By Ramona Ursu
As brokers who trade exclusively in matching buyers and sellers of apartment buildings, we sometimes run into the issue of mixed-use assets, such as when a rental building hosts retail on the first floor, or when part of the apartment building is, or becomes, office space.
For investors, or owners of apartment buildings, here are some items to consider:
One of our clients ran into this issue while owning a small apartment unit downtown, and finding one of her tenants operated his office out of the rental unit. At first, this seemed harmless since the apartment was rented at a premium rental rate. However, due to the business of the tenant becoming visible to the regulatory bodies, our client received her building tax with a surprising increase, reflective of one of her units being reclassified as “commercial use”. An owner needs to weigh the pros and cons of obtaining a rental increase for commercial use of a residential unit. While this situation is reversible, we believe it should be avoided when possible.
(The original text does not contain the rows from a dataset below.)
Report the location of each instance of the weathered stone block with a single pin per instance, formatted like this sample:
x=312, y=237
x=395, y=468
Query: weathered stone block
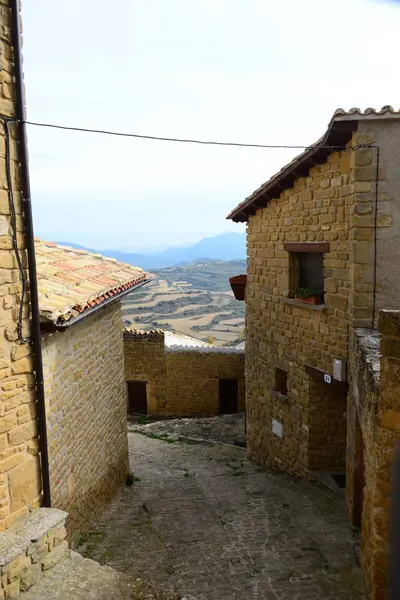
x=23, y=365
x=12, y=590
x=7, y=422
x=24, y=482
x=11, y=462
x=52, y=558
x=337, y=301
x=391, y=420
x=17, y=567
x=389, y=322
x=363, y=252
x=22, y=433
x=31, y=577
x=330, y=285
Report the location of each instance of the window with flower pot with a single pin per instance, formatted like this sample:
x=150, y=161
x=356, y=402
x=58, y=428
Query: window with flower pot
x=306, y=271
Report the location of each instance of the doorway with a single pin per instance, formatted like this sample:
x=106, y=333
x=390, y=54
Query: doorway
x=137, y=397
x=228, y=396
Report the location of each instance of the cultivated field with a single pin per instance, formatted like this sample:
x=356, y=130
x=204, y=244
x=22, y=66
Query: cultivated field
x=193, y=299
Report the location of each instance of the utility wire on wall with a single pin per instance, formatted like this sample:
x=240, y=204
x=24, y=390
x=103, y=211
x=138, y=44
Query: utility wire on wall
x=13, y=221
x=168, y=139
x=6, y=120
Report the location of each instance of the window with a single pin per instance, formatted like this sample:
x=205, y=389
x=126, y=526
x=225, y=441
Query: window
x=228, y=396
x=311, y=271
x=281, y=381
x=306, y=271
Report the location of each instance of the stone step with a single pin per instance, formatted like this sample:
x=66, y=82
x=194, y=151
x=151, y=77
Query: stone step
x=78, y=578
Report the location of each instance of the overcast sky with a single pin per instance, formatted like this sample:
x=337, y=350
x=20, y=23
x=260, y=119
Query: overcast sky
x=256, y=71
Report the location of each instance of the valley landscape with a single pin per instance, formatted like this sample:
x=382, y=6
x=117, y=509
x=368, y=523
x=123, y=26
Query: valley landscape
x=193, y=299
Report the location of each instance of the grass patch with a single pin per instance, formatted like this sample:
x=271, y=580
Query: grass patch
x=82, y=539
x=164, y=437
x=131, y=478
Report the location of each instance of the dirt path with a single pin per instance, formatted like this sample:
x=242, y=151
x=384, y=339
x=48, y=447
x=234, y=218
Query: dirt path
x=205, y=522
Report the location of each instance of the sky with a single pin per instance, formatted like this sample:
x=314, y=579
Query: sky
x=258, y=71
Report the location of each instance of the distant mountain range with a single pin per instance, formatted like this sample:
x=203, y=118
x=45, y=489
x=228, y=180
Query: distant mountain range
x=226, y=246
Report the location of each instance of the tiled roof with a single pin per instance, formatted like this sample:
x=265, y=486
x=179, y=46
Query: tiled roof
x=338, y=133
x=177, y=342
x=71, y=281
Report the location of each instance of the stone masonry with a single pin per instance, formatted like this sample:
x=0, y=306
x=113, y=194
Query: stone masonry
x=29, y=548
x=373, y=431
x=181, y=382
x=19, y=461
x=86, y=408
x=334, y=204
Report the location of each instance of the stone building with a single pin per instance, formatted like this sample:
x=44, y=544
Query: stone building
x=170, y=374
x=20, y=484
x=83, y=360
x=323, y=239
x=373, y=431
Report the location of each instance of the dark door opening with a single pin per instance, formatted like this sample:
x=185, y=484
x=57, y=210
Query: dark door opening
x=228, y=396
x=359, y=476
x=137, y=397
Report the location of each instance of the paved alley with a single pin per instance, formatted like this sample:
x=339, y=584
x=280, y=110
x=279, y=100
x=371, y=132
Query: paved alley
x=204, y=522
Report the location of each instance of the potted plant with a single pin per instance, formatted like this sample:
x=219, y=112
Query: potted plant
x=238, y=285
x=309, y=296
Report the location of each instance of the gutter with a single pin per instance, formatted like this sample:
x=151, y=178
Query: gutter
x=27, y=208
x=49, y=327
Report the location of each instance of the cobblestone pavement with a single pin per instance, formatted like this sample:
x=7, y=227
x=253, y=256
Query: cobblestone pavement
x=203, y=521
x=226, y=428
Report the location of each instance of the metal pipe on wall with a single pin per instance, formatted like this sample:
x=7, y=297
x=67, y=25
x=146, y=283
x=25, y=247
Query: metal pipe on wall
x=27, y=207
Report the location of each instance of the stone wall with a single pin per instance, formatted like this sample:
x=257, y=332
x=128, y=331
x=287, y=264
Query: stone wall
x=29, y=548
x=180, y=383
x=373, y=432
x=281, y=333
x=193, y=381
x=145, y=361
x=86, y=408
x=335, y=204
x=20, y=483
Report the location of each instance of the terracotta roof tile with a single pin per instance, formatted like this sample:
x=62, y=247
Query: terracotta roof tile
x=71, y=281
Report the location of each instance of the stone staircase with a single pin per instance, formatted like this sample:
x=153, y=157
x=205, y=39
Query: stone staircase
x=78, y=578
x=37, y=564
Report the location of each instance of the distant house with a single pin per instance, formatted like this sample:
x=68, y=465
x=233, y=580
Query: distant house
x=83, y=358
x=323, y=239
x=176, y=375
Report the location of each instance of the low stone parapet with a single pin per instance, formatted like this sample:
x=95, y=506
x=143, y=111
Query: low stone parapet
x=30, y=547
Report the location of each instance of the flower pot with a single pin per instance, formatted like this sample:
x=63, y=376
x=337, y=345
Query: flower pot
x=316, y=299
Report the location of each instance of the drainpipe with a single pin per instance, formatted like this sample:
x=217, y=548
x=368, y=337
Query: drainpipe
x=27, y=207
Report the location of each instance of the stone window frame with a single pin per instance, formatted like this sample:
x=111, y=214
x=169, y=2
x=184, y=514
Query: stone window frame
x=280, y=390
x=295, y=249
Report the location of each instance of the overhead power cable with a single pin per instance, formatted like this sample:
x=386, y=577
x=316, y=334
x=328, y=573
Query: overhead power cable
x=169, y=139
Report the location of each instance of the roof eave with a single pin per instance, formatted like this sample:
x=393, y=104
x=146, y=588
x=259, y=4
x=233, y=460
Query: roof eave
x=337, y=136
x=49, y=327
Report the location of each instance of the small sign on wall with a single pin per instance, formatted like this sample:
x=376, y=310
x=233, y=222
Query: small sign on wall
x=277, y=428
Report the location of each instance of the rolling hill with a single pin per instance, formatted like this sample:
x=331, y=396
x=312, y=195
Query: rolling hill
x=227, y=246
x=193, y=299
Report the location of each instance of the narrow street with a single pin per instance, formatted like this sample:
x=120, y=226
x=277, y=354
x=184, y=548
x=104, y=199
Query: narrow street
x=206, y=523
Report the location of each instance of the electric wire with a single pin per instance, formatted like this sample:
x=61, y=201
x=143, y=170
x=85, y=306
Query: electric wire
x=13, y=221
x=170, y=139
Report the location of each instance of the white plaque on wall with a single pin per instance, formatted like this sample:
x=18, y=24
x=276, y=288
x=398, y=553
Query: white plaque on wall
x=277, y=428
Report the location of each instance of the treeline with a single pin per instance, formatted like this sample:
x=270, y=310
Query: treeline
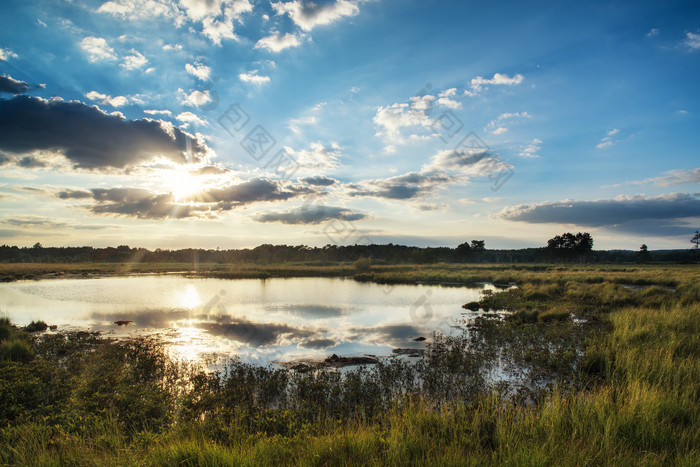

Net operating income variance:
Note that if the use of the commercial unit is temporary, the value of your building is not automatically increased. The way the bank would underwrite the value is based on normalized income, not actual. If the use of the commercial unit is recent, but not temporary, an associated increase in opex (taxation) needs to be considered even if such taxation did not yet come into effect (sometimes it takes municipalities several months or years to catch up).
Professional buyers and those versed in owning apartment buildings will need no introduction on how key a CMHC-insured mortgage is to their bottom line. For the general audience: our government recognizes housing is important and something they want to encourage (developing new affordable housing, keeping costs of housing low). It does so in part by giving insurance to lenders of apartment building assets, which in turn allows lenders be more risky.
If you invest in an apartment building, you get CMHC as a borrower, with the benefit of more money (70+ per cent) and a lower interest rate. CMHC is not generally available for mixed-used assets (there is a disqualifying percentage threshold for the retail component). No CMHC equals higher (regular) interest rates and therefore a higher cash down payment requirement. As a seller, you must understand this limits the pool of buyers. As a buyer (even one with available cash), you must realize you will one day have the same issue when selling the building.
Commercial tenants are very different than residential tenants. Even an experienced owner of apartment buildings can face new issues when dealing with commercial tenants. Recovery of taxes, management of traffic, noise and loitering, operating hours and many more items can affect the management of the building and residential tenant pool, and ultimately have an impact on the value. The most important issue is keeping the space leased. Retail and commercial spaces have been significantly affected in recent years as people can shop online and work online; an apartment building investor generally invests in this asset type because however the world changes, people can’t live online. This simple fact brings a different level of comfort to one’s investment, which generally doesn’t match the risk factor associated with commercial tenancies.